Preston est un jeune loup avide de gloire et de sensations qui baise, conduit des bolides, sniffe et court les lieux branchés. Les affaires vont mal. En quête d’un second souffle, tout lui échappe. « La meute » est une bande de « métèques » déterminés à passer la frontière pour une vie meilleure. D’immigration périlleuse en boulots dangereux, ils n’ont aucun répit, se mesurent aux flics sanguinaires comme aux loufiats les plus cruels. Un soldat d’élite nous livre à chaud les difficultés qu’il rencontre à sécuriser un périmètre tenu par ses ennemis mais bombardé par ses alliés, pris en tenaille entre deux feux, secondé par des hommes dont la raison chancelle. FD 21, de son côté, bataille pour échapper aux inflexibles escouades chargées d’exterminer les rares survivants d’une mystérieuse apocalypse. Dépouillé même de son identité, il a en commun avec les autres personnages un instinct de survie hors norme. Tous en effet se battent avec une force animale contre l’inexorable accomplissement de leur destin. Sur un rythme étourdissant, les actions s’enchaînent, épuisent les protagonistes ravalés au rang de bêtes : cette lutte incessante interdit toute réflexion, la conduite à tenir est commandée par les réflexes et l’endurance.

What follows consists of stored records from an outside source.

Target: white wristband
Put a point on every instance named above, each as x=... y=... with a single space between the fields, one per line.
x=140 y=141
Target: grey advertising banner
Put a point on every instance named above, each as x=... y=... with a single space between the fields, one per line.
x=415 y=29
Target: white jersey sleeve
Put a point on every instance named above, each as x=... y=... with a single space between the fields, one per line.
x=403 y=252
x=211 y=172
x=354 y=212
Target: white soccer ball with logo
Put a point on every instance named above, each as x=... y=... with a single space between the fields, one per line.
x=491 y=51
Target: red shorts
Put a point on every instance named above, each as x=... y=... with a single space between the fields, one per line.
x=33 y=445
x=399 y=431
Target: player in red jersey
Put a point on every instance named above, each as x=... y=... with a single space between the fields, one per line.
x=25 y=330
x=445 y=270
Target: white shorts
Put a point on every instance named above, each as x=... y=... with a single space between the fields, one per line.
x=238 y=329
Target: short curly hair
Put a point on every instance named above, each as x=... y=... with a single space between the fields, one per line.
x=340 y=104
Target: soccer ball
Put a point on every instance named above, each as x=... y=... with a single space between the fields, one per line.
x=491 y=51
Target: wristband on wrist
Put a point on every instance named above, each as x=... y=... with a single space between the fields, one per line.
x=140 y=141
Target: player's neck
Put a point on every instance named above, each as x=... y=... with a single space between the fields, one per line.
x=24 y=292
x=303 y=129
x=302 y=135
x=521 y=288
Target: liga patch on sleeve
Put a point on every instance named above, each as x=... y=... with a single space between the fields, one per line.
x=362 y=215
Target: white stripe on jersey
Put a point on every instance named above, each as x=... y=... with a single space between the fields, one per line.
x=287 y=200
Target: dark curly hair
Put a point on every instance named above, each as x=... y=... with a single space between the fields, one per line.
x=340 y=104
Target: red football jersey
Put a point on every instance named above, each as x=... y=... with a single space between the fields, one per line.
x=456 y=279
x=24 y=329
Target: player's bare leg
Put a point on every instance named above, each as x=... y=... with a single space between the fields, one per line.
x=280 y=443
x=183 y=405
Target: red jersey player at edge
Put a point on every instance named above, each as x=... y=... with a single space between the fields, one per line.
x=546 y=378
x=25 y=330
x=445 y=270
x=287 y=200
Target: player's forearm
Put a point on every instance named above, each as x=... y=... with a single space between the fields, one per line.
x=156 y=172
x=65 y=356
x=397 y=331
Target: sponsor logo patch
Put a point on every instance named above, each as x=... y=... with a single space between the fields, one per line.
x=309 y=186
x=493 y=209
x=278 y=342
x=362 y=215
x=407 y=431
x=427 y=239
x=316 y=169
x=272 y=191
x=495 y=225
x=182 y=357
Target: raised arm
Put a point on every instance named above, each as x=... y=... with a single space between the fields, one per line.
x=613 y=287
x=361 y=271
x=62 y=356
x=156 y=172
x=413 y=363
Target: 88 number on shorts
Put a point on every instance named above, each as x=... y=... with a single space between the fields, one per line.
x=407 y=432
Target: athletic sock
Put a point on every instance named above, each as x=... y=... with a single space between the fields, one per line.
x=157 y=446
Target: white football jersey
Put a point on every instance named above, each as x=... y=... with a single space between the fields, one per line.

Avec une absence totale de caractérisation et de discours, Pavel Hak offre à travers ses héros le spectacle d’une humanité terrifiante. Non pas désincarnée – car ils sont animés par des désirs et des passions – mais abêtie : pas de réflexion ni de projection. Chacun de ces récits parallèles met en scène des hommes humiliés, aculés aux plus bestiales réactions et aimantés à une tragique trajectoire. Warax, roman d’anticipation, s’appuie sur la plus sinistre réalité contemporaine. Des hommes sans nuance, bourrés de fric et de travers, avec des noms de série B, se partagent le pouvoir en haut de gratte-ciel high-tech pendant que des Ramos et des Diégo risquent clandestinement leur peau pour nettoyer leurs chiottes. La relance économique se fait par l’industrie de l’armement. Le capitalisme se résume à la loi du plus fort.

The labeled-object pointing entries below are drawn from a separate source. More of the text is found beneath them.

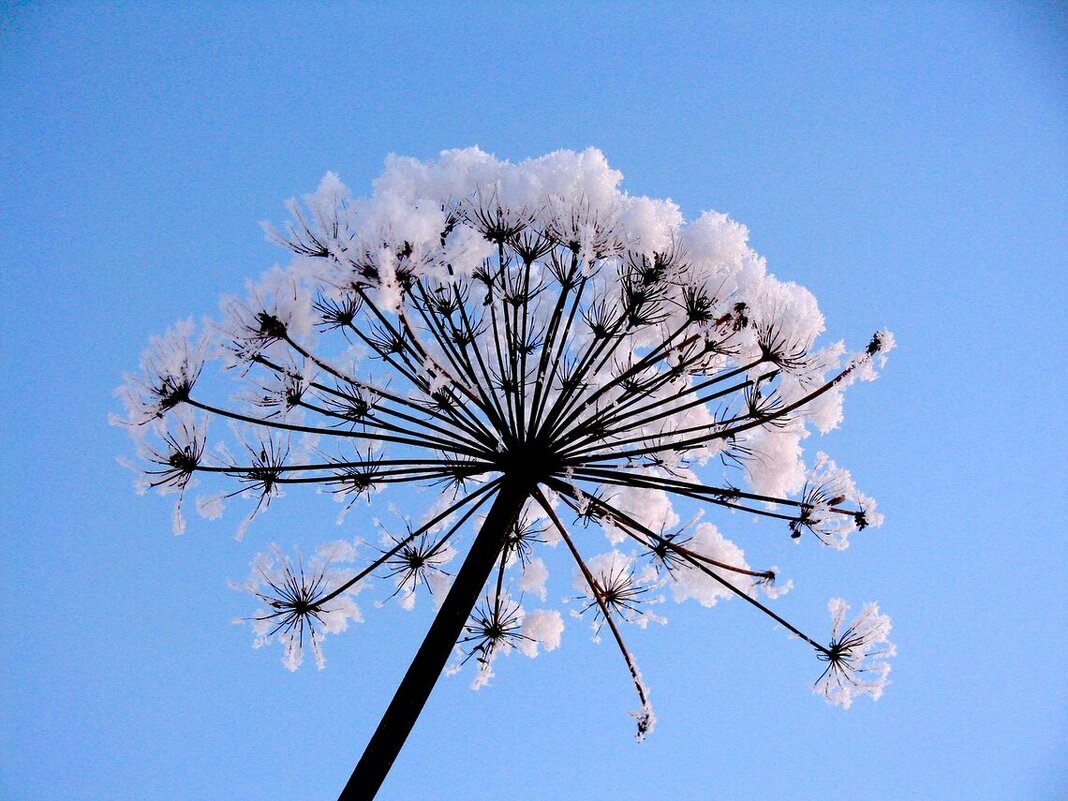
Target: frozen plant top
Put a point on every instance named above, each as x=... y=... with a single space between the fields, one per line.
x=483 y=326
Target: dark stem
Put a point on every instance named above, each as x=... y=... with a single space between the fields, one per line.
x=438 y=645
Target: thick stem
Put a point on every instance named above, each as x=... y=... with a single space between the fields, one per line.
x=437 y=646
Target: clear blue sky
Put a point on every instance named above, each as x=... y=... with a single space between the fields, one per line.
x=906 y=161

La dernière (science-) fiction de Pavel Hak n’est pas éloignée de notre siècle. Elle en montre d’ailleurs le coup de génie : rendre l’air homicide. Après l’eau, le feu et la terre, les hommes ont fait de l’air un vecteur de morts massives avec quelques souches pathogènes, une pincée de spores dans une mégapole. Ce fameux « anthrax » (dont la composition entre très certainement dans le titre) dangereusement agité après les tours de 2001 pour légitimer l’invasion irakienne (même si la relance économique, cette fois, n’est pas passée par l’industrie de l’armement…) contamine les récits alternés de l’œuvre.

Il ne faut pas attendre de l’architecture du texte le déploiement puis sa résolution d’une intrigue classique. Les récits, par exemple, ne coïncident ni sur le plan spatial ni sur le plan temporel. L’objet du livre n’est pas de débiter le scénario catastrophe le plus vraisemblable avec son lot de perdants et de gagnants, d’oppresseurs et d’opprimés. Malgré quelques tics de langage inhérents au genre (action, anticipation), Warax embarque le lecteur avec ses destinées romanesques qui s’abîment à l’unisson dans un pathétique affaissement. Asphyxiée, enterrée, noyée, calcinée, l’humanité, dans un ultime sursaut, s’achève – la tête coupée depuis longtemps.